Now that I have shamefully admitted to this condition, I can embrace it. It certainly looks like “these kids today” (like my own) are satisfied to consume, so what happens when there are no more producers? What happens when the painters are gone? What happens when the filmmakers are replaced by TikTok-ers?

Obviously, I love the blog format – it’s immediate and timely, perfect pictures and commentary of our rapidly changing culture. But will the things we create here last longer than a cycle? I wrote one called Echo 2 weeks ago that I was very pleased with, posted on both of my sites (!!), and it was well-received for a few days…and not read since. Will people be reading our heads & hearts in a year? In a month? Next week? Will the middle-schoolers in 2053 still be reading To Kill A Mockingbird and The Outsiders?

I know it’s not like no one under 25 is writing, it’s just an exaggeration. I’m just wondering out loud how much of an exaggeration it is. We wanted to write the Next Great Novel, now my boys and their friends want to be the next YouTube Fortnite sensation or Influencer (which is a legitimate thing to aspire to.) Or maybe they don’t. Maybe they just want to watch the next YouTube Fortnite sensation or be influenced.
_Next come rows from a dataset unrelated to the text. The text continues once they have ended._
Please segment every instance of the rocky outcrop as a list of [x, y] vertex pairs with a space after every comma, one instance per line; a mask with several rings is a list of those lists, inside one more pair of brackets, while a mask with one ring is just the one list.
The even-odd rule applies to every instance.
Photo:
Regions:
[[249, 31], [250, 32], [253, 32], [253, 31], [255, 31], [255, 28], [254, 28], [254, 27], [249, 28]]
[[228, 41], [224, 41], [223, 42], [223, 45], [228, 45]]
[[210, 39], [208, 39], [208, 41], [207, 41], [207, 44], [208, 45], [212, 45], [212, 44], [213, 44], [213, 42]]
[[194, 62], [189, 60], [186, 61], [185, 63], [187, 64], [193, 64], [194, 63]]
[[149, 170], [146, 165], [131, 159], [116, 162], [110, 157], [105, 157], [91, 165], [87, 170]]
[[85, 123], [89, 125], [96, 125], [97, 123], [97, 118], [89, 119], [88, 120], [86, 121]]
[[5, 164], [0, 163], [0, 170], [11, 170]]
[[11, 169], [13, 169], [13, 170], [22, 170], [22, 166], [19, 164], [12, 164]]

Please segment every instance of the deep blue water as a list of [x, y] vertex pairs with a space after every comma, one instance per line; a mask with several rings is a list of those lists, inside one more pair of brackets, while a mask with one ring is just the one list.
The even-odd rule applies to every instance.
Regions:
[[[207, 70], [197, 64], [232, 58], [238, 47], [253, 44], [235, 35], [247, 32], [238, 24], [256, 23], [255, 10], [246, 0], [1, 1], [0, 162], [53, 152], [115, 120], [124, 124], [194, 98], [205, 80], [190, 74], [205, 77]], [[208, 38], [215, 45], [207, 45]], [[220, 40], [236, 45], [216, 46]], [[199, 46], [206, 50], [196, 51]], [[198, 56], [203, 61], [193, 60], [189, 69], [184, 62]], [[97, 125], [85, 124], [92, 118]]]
I don’t know what that means for the poets and performers, but maybe COVID has already gutted that community anyway. Maybe it’ll be ok, just different. This is probably what our grandparents said when The Beatles were on Ed Sullivan, isn’t it? On some level we all think the things we like are better than their replacement, and I should just chill out about it.

I just wish that kid I saw would’ve been painting, too.